LMAOOO I still stick by my original comment, go ahead and move onto slice of life gng this shit FLIES over your head. I have no idea what you're trying to express because NONE of your comments have any clear point, explanation, or analysis to add or even REBUTTAL what I've stated besides "he sucks and you're stupid!!" I'm fr going in circles, esp with ppl like you since I'm obviously arguing with a child, since no way this could be considered a debate.

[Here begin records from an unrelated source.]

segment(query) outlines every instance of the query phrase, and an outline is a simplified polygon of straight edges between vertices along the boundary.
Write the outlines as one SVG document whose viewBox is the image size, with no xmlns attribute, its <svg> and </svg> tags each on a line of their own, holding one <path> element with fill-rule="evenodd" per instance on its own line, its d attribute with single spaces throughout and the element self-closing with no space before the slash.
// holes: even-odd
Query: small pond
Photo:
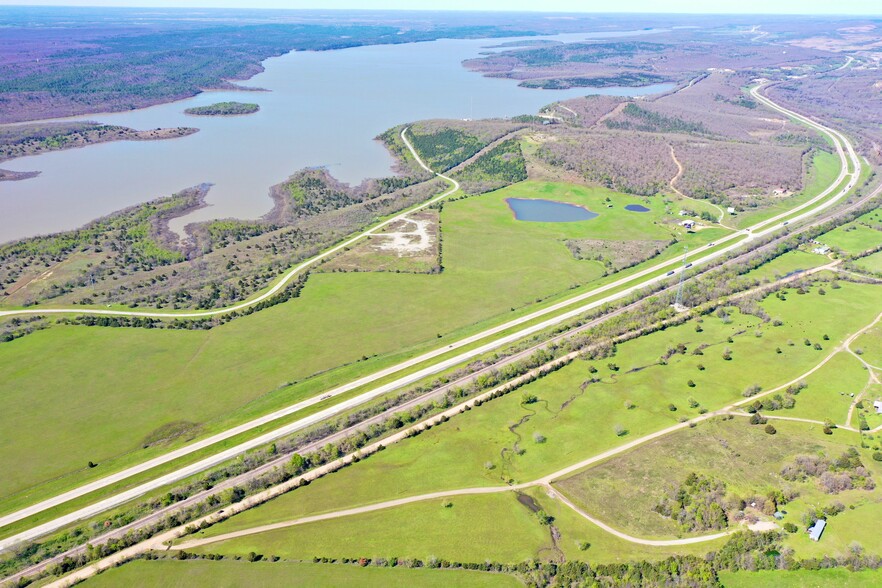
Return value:
<svg viewBox="0 0 882 588">
<path fill-rule="evenodd" d="M 556 202 L 554 200 L 534 200 L 527 198 L 506 198 L 509 208 L 517 220 L 544 223 L 571 223 L 591 220 L 599 215 L 587 208 Z"/>
</svg>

Now to your actual comment, so in this statement, you think that for example a seven year-old has the same understanding of societal norms and behaviours compared to someone entering their fresh possible min teens?? ESPECIALLY when they've obviously experienced a traumatic event at different developing stages?? Clearly since you assume from ages 5-15 is only a *slight* difference in comparison to someone who's 27-30. I guess you don't understand why elementary students have different reading levels per grade level, compared to expecting someone who's 27-30 to comprehend hr policies.
You're ig the target audience, cause you're obviously slow if shit gotta be repeated to you and your only rebuttal is "Well he sucks cause he should know better! He's grown enough!!" I've already explained why he's so reactive and acts the way he does, and cant do anything if you got tunnel vision. And based off of your comments and thinking process ima just assume you're a kid, so go ahead and get back to your books
Nahhh y'all irritating tf outa me in these comments. Ya'll are gonna blame a kid in a dysfunctional household, for getting upset he got hit by probably the only guardian he could trust?? HES A CHILD. Obviously he's gonna say hateful and hurtful shit he learned from the other adults, like his aunt. Was it right? obviously not, but y'all have had emotional outbursts too, be so fucking for real, the kid's in a dysfunctional home with no one to rely on but his minor sister, how tf is he gonna react right?? Like sorry little bros not the perfect textbook victim tf?